Mais au-delà des principes, il s’agit de réinventer une attitude : celle d’un intellectuel à hauteur d’homme.
Cette
triple exigence pourrait être complétée par une posture nouvelle :
l’intellectuel dialogique. Il ne s’agit plus de penser sur le monde depuis une
position d’autorité, mais de penser avec le monde, dans une écoute active des
savoirs locaux, des vécus pluriels et des contradictions du réel.
L’intellectuel véritable, aujourd’hui, est celui qui accepte de douter, de
dialoguer, de corriger sa pensée à l’épreuve des faits et des autres. Il ne
fuit pas la complexité: il l’habite, avec lucidité et courage.
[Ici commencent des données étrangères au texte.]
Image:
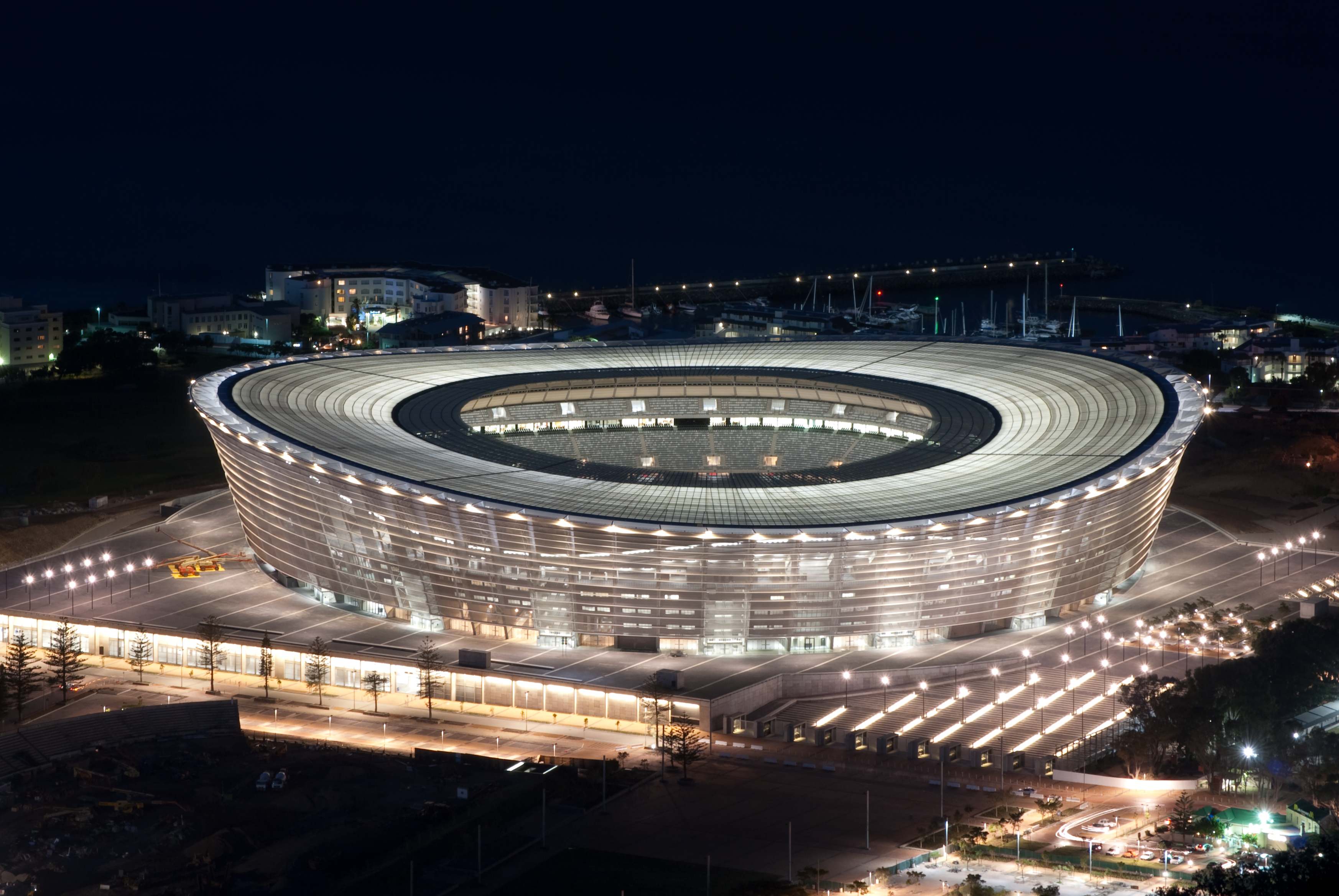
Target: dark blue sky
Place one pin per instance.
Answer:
(1195, 148)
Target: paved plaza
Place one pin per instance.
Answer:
(1189, 559)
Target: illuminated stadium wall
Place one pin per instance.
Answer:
(465, 562)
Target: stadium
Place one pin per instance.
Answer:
(705, 496)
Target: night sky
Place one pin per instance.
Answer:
(1198, 149)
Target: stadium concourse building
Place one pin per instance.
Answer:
(714, 496)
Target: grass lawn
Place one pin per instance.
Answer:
(76, 439)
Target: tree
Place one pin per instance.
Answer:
(811, 874)
(141, 653)
(65, 658)
(655, 701)
(318, 670)
(211, 634)
(429, 662)
(22, 670)
(1183, 812)
(686, 745)
(266, 666)
(374, 684)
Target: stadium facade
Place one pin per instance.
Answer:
(705, 496)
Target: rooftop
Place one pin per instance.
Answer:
(1068, 420)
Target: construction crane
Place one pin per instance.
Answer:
(192, 566)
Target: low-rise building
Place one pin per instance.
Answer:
(30, 335)
(750, 319)
(1281, 359)
(1306, 816)
(225, 314)
(445, 329)
(392, 293)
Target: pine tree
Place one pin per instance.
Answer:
(141, 653)
(266, 667)
(374, 684)
(429, 662)
(318, 667)
(65, 658)
(22, 670)
(211, 634)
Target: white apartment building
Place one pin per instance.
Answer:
(30, 337)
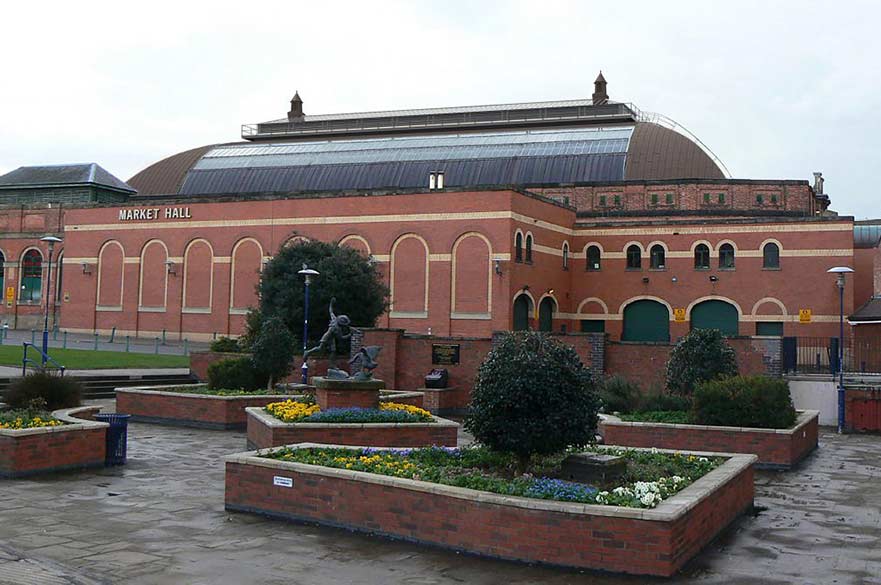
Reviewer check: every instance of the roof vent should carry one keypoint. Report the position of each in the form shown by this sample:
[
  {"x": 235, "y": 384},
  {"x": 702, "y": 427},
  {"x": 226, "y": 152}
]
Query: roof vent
[
  {"x": 296, "y": 113},
  {"x": 818, "y": 183},
  {"x": 600, "y": 96}
]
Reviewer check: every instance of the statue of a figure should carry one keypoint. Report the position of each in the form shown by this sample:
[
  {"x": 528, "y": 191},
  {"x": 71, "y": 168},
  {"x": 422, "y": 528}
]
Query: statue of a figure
[
  {"x": 339, "y": 329},
  {"x": 364, "y": 362}
]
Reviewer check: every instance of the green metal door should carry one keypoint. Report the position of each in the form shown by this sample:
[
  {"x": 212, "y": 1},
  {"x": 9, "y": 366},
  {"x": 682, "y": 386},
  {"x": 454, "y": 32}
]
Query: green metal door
[
  {"x": 522, "y": 307},
  {"x": 646, "y": 321},
  {"x": 715, "y": 315},
  {"x": 546, "y": 315}
]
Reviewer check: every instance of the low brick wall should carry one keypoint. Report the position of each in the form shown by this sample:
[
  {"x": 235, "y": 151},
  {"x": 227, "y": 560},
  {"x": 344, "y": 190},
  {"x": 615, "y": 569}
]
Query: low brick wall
[
  {"x": 152, "y": 405},
  {"x": 77, "y": 445},
  {"x": 775, "y": 448},
  {"x": 862, "y": 409},
  {"x": 645, "y": 542},
  {"x": 264, "y": 430}
]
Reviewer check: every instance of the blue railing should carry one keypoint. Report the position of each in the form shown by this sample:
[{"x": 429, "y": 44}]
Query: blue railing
[{"x": 25, "y": 360}]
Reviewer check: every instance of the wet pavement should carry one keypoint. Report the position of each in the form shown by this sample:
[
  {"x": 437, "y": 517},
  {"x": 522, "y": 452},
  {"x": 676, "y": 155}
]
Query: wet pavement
[{"x": 160, "y": 519}]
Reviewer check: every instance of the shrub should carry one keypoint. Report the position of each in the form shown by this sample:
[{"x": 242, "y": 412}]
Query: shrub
[
  {"x": 44, "y": 391},
  {"x": 619, "y": 395},
  {"x": 661, "y": 401},
  {"x": 533, "y": 395},
  {"x": 235, "y": 374},
  {"x": 700, "y": 356},
  {"x": 744, "y": 401},
  {"x": 225, "y": 344},
  {"x": 273, "y": 350}
]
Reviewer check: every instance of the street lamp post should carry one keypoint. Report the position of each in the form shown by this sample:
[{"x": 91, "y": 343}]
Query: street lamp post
[
  {"x": 50, "y": 242},
  {"x": 841, "y": 271},
  {"x": 307, "y": 273}
]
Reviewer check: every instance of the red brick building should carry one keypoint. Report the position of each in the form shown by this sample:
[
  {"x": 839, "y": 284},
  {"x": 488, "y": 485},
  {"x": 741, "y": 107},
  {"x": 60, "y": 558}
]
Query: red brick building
[{"x": 585, "y": 215}]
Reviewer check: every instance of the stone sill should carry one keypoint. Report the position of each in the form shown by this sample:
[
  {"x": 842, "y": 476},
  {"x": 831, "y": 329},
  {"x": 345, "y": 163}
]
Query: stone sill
[
  {"x": 804, "y": 417},
  {"x": 669, "y": 510},
  {"x": 274, "y": 423}
]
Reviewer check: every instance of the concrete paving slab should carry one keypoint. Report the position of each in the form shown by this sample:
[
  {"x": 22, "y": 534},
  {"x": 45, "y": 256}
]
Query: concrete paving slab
[{"x": 160, "y": 519}]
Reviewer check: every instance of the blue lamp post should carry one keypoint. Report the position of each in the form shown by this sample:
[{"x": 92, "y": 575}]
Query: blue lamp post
[
  {"x": 841, "y": 271},
  {"x": 307, "y": 273},
  {"x": 50, "y": 242}
]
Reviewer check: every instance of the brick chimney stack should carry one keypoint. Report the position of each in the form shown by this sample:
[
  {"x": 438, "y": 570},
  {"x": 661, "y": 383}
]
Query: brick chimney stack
[
  {"x": 296, "y": 113},
  {"x": 600, "y": 96}
]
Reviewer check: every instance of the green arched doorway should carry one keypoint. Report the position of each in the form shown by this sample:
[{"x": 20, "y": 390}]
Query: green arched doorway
[
  {"x": 546, "y": 314},
  {"x": 522, "y": 309},
  {"x": 646, "y": 320},
  {"x": 715, "y": 315}
]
Ainsi se dessine le portrait exigeant, mais nécessaire, d’un intellectuel renouvelé, à la fois critique, modeste, ancré et responsable. Une figure dont nos sociétés, fragilisées par les crises écologiques, géopolitiques et morales, ont plus que jamais besoin.
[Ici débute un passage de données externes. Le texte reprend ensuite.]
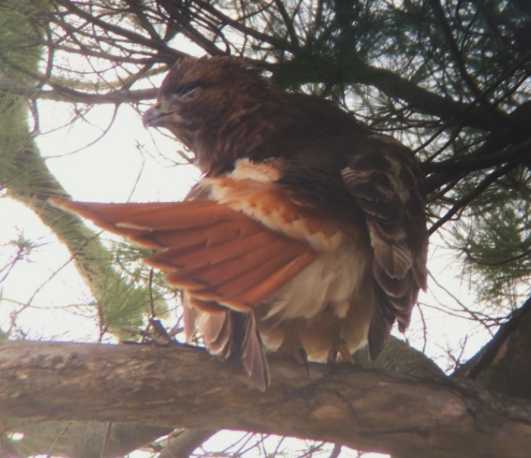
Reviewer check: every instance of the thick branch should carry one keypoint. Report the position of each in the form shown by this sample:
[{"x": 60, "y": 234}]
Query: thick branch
[{"x": 183, "y": 386}]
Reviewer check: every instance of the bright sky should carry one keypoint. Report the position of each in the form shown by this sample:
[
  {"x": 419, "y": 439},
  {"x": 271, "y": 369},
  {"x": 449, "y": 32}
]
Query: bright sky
[{"x": 126, "y": 165}]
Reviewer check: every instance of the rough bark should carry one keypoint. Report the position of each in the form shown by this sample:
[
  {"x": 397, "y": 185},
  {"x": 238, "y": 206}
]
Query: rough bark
[{"x": 182, "y": 386}]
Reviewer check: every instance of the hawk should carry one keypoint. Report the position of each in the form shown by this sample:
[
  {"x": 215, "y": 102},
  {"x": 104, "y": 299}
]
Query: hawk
[{"x": 307, "y": 233}]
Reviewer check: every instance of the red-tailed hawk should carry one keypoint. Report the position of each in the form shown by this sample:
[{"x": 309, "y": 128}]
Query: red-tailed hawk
[{"x": 307, "y": 232}]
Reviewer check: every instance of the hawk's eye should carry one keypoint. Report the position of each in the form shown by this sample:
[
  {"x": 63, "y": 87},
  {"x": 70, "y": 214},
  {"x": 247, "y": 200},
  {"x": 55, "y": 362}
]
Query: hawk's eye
[{"x": 189, "y": 91}]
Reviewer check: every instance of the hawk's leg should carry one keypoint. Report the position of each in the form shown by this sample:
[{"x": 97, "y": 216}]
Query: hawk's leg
[
  {"x": 339, "y": 351},
  {"x": 292, "y": 348}
]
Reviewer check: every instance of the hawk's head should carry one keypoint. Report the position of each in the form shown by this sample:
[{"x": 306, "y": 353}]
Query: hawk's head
[{"x": 203, "y": 103}]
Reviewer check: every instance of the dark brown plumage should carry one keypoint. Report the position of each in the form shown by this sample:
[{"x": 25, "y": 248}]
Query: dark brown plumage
[{"x": 308, "y": 229}]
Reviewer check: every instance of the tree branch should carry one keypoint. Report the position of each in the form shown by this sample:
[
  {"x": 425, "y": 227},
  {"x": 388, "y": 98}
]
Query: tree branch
[{"x": 183, "y": 386}]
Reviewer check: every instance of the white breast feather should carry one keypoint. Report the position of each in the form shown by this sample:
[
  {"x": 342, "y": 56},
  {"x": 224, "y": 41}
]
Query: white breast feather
[{"x": 331, "y": 279}]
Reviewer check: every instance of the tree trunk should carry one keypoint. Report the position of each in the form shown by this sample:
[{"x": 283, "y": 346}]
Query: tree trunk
[{"x": 181, "y": 386}]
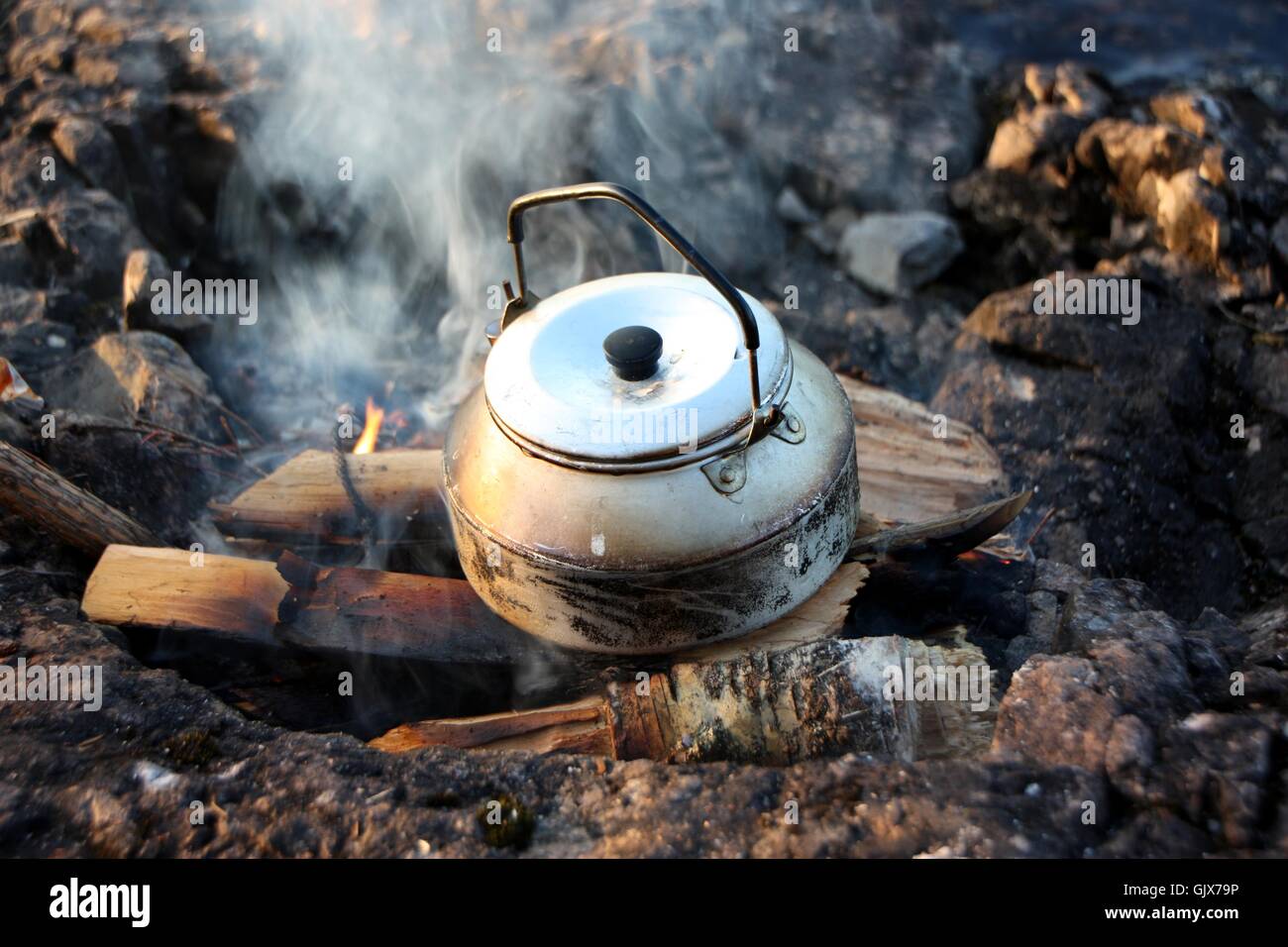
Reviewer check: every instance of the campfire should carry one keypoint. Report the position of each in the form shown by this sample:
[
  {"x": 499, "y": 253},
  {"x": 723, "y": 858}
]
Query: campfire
[{"x": 653, "y": 425}]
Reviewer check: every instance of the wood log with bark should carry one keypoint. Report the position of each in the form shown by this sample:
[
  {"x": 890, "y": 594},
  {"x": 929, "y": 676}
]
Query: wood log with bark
[
  {"x": 291, "y": 602},
  {"x": 786, "y": 693},
  {"x": 51, "y": 502},
  {"x": 907, "y": 474}
]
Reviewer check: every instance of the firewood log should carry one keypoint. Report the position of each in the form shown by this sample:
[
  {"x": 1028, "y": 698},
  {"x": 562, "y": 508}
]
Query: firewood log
[
  {"x": 304, "y": 501},
  {"x": 773, "y": 706},
  {"x": 347, "y": 611},
  {"x": 51, "y": 502},
  {"x": 907, "y": 474}
]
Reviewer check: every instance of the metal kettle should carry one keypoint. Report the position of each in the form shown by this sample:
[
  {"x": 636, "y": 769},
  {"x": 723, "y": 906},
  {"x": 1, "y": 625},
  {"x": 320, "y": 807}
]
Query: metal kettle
[{"x": 648, "y": 463}]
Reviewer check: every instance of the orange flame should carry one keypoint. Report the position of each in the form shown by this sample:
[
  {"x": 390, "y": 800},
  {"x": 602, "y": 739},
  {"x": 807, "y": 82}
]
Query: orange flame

C’est à cette condition que l’intellectuel pourra accomplir l’une de ses missions les plus fondamentales : contribuer à la formation de la souveraineté sociale.
La volonté générale, dont parlait Rousseau, n’est pas une abstraction philosophique détachée du peuple ; elle se construit dans les échanges, dans les confrontations d’idées, dans l’émergence d’une conscience partagée du bien commun. L’intellectuel ne doit pas fuir ce processus : il doit en être l’un des artisans lucides, pédagogues et engagés. En articulant les savoirs à la réalité sociale, il participe à la maturation de cette souveraineté collective qui fonde la démocratie véritable.
Mais à quoi bon penser juste si l’on perd de vue l’essentiel?
Dans
un monde où les idées circulent plus vite que jamais, où l’influence
intellectuelle peut construire ou détruire des nations, il devient impératif de
rappeler la valeur ultime de l’engagement intellectuel : servir la vérité, la
justice et la dignité humaine.
La
séduction du pouvoir, la vanité académique ou le confort idéologique ne doivent
jamais faire oublier que chaque idée défendue engage des vies, des destinées,
des peuples.
À
ce titre, l’avertissement du Christ résonne comme une sentence pour toute
conscience égarée : « Et que sert-il à l’homme de gagner le monde, s’il perd
son âme ? » (Marc 8, 36).
L’intellectuel du XXIe siècle ne pourra être une lumière pour les autres qu’à condition de ne pas trahir la sienne.